The announcement was made in what County Judge Bruce Wood called an 'agreed press release' by the county and American Traffic Solutions on August 22.

In order to end the contract with Arizona-based American Traffic Solutions for cameras ticketing speeders in school zones and drivers passing school bus stop signs, Kaufman County had to pay the company $181,000, according to Judge Wood.

The county judge said $175,000 was paid to ATS to end the contract which would have been in effect for eight more years. The county agreed to pay ATS $6,800 to remove the equipment it had already deployed in the county.

Judge Wood said the program made $198,000 since the start of enforcement. The county judge, a former educator in the county, addressed the criticism over the program in a 2015 interview where he said the program is about student safety.

"If it saves one child's life in my opinion its worth all of the effort to make it a reality in Kaufman County," Judge Bruce Wood said in a May 2015 interview.

The 'agreed press release' didn't state it outright, but the decision to end the program was partially because of that controversy in the community.

"It had been a program that had been controversial with some people in the county," Wood said by phone. "Student safety was always at the forefront for me… It did slow people down."

With the cameras going dark, deputies from the Kaufman County Sheriff's Office and Kaufman County constable offices will be enforcing traffic infractions in school zones.
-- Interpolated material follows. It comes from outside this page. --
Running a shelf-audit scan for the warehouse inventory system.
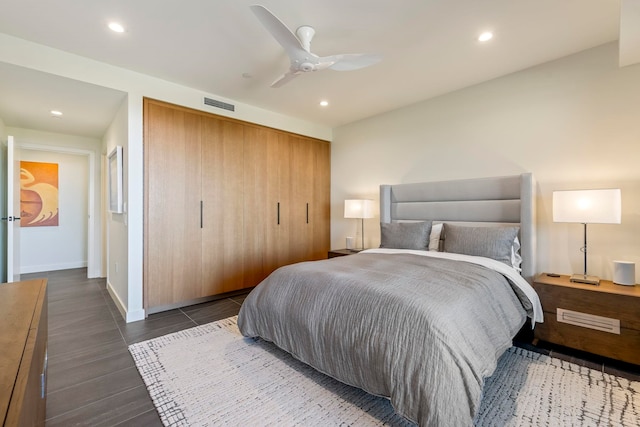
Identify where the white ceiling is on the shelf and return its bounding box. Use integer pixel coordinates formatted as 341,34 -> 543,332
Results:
0,0 -> 640,137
Kaufman County's deployment of speed monitoring cameras to ticket speeders in select school zones was looked at by Smith County Judge Joel Baker when he looked into the program in 2014. The handling of that program and entering the county into a ten-year contract with American Traffic Solutions is the subject of Baker's suspension from office after being indicted for violations of the Texas Open Meetings Act.

Smith County's program with American Traffic Solutions never got underway, despite the contract being signed by the now-suspended county judge.